Triangle ABC has vertices A (-4,-2), B (-1,3), and C (5,0). Triangle ABC is rotated 180 degrees counterclockwise about the origin to form triangle A'B'C'.
a. what are the coordinates of the vertices of triangle A'B'C'?
b. How could you determine the coordinates of the vertices of the image without using a graph?
a. A (4,2), B (1,-3), and C (-5,0)
b. as you can see , the sign of every x and y is changed
a.
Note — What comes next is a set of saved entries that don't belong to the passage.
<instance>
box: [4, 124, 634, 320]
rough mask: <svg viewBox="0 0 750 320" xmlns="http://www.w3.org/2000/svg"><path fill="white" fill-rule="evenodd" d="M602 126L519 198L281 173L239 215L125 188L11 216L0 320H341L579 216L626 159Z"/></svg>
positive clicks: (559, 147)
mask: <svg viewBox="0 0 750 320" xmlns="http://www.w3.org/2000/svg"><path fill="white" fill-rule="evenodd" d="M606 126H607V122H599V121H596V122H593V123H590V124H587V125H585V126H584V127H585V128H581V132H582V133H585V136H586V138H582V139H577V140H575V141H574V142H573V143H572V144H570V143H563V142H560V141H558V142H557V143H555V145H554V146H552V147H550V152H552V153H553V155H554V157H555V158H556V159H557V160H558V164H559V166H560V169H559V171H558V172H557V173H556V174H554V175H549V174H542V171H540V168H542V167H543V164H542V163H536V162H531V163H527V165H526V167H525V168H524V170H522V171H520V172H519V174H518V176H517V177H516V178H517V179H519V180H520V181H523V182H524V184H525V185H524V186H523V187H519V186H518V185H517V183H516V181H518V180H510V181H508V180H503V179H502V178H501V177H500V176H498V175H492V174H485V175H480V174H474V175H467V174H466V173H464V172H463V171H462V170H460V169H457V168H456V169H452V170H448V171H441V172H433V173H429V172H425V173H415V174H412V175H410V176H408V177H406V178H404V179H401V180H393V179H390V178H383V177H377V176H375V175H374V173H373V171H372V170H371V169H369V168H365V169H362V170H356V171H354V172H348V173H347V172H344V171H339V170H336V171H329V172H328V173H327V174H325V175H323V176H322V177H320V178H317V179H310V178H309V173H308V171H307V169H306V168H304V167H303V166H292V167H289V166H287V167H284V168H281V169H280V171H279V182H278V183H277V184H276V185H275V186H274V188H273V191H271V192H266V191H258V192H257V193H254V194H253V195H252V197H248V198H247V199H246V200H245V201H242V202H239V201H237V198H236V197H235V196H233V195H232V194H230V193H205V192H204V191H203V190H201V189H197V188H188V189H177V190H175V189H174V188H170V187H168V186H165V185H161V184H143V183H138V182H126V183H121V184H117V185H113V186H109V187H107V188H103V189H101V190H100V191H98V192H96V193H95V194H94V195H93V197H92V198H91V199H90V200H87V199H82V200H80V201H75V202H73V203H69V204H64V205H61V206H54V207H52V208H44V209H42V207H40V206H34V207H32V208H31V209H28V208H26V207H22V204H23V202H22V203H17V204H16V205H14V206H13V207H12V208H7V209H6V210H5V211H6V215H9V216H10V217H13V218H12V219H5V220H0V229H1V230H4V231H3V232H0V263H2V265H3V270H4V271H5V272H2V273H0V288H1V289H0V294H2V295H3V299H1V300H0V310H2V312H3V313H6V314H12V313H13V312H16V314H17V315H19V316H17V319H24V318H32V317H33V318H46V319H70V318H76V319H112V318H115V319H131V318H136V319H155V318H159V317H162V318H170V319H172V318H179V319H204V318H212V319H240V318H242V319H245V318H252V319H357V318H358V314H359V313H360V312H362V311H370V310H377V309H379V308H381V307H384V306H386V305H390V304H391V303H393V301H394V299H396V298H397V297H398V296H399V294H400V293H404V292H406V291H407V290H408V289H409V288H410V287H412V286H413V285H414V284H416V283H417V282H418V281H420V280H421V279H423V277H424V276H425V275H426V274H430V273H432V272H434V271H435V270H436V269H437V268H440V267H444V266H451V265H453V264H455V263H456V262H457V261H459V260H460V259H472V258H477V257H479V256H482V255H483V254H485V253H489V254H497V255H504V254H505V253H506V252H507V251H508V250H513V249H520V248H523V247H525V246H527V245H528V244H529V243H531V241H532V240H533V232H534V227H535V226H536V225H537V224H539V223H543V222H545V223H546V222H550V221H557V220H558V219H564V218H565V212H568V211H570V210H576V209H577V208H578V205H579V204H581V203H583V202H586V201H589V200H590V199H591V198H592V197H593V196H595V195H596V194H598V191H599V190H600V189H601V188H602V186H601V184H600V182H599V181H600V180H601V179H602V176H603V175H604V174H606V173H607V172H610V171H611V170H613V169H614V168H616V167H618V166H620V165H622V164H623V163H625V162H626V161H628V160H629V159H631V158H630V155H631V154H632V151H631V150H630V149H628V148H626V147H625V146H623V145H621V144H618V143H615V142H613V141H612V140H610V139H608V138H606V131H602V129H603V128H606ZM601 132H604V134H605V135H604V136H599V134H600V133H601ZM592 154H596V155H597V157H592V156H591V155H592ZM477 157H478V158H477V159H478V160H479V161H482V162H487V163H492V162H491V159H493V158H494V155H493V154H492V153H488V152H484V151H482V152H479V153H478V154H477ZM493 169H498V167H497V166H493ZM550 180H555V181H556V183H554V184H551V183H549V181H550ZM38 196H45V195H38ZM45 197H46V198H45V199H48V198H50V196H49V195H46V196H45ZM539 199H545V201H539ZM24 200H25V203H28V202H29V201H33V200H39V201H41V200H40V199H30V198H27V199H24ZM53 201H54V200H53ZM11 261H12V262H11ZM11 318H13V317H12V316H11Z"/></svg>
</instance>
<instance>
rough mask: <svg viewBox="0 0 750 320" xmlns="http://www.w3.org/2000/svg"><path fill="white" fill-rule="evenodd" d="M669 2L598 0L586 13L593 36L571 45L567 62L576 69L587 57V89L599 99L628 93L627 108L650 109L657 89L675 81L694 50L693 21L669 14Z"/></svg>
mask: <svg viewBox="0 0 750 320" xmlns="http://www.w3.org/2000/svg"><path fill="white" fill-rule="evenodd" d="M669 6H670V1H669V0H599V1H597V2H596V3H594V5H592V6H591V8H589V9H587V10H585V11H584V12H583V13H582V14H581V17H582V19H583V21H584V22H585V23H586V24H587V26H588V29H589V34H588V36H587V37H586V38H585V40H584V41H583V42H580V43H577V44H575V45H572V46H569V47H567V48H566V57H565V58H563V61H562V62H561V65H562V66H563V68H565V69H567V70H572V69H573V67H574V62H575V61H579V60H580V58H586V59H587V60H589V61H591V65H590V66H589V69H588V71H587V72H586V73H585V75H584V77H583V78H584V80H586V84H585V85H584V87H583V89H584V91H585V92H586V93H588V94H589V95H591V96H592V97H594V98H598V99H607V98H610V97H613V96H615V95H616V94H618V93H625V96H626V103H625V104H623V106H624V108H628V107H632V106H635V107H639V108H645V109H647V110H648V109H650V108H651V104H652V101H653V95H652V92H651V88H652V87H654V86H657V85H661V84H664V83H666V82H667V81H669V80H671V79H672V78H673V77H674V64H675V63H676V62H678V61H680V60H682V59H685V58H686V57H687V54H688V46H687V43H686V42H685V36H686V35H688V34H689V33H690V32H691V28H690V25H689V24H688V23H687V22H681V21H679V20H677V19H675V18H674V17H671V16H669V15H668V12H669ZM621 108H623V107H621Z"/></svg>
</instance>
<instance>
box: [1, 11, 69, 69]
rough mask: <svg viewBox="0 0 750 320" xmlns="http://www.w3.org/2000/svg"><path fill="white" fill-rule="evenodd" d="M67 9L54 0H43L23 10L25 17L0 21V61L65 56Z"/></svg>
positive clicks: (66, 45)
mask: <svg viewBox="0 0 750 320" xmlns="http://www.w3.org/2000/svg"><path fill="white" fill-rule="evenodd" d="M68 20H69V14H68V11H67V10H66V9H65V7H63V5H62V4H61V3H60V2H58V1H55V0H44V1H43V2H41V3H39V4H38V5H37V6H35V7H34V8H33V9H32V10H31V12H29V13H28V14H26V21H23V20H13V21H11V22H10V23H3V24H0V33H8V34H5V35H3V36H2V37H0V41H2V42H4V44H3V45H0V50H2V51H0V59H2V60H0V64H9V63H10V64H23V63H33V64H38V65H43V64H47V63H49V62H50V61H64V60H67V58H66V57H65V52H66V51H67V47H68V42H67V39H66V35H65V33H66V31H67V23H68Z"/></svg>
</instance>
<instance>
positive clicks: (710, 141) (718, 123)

To find the coordinates of triangle A'B'C', we need to rotate each vertex of triangle ABC by 180 degrees counterclockwise about the origin.
1. For vertex A (-4, -2):
The formula to rotate a point (x, y) counterclockwise by 180 degrees about the origin is:
(x', y') = (-x, -y)
Substituting the values for A, we get:
(-4, -2) -> (-(-4), -(-2)) = (4, 2)
Therefore, the coordinates of A' are (4, 2).
2. For vertex B (-1, 3):
Applying the same rotation formula:
(-1, 3) -> (-(-1), -3) = (1, -3)
Therefore, the coordinates of B' are (1, -3).
3. For vertex C (5, 0):
Again, using the rotation formula:
(5, 0) -> (-5, 0)
Therefore, the coordinates of C' are (-5, 0).
So, the coordinates of the vertices of triangle A'B'C' are A' (4, 2), B' (1, -3), and C' (-5, 0).
b. To determine the coordinates without using a graph, you can use the rotation formula mentioned above. By applying the formula to each vertex of the original triangle ABC, you can calculate the coordinates of the corresponding vertices of triangle A'B'C'.
a. To find the coordinates of triangle A'B'C', we first need to understand the concept of rotating a point about the origin. When a point (x, y) is rotated counterclockwise by 180 degrees about the origin, the new coordinates (x', y') can be found using the following formulas:
x' = -x
y' = -y
Using these formulas, we can calculate the coordinates of each vertex:
For vertex A (-4, -2):
x' = -(-4) = 4
y' = -(-2) = 2
So the coordinates of A' are (4, 2).
For vertex B (-1, 3):
x' = -(-1) = 1
y' = -3 = -3
So the coordinates of B' are (1, -3).
For vertex C (5, 0):
x' = -5 = -5
y' = -0 = 0
So the coordinates of C' are (-5, 0).
Therefore, the coordinates of triangle A'B'C' are A'(4, 2), B'(1, -3), and C'(-5, 0).
b. To determine the coordinates of the vertices without using a graph, we can directly apply the rotation formulas mentioned above. We simply substitute the original coordinates of each vertex into these formulas to get the new coordinates. Here's the steps you can follow:
1. Start with the original coordinates of each vertex.
Vertex A: (-4, -2)
Vertex B: (-1, 3)
Vertex C: (5, 0)
2. Apply the rotation formulas to find the new coordinates.
Vertex A':
x' = -(-4) = 4
y' = -(-2) = 2
A' = (4, 2)
Vertex B':
x' = -(-1) = 1
y' = -3
B' = (1, -3)
Vertex C':
x' = -5
y' = 0
C' = (-5, 0)
3. The new coordinates represent the vertices of triangle A'B'C'.
So, by applying the rotational formulas to the original coordinates of each vertex, you can determine the coordinates of the image triangle A'B'C' without using a graph.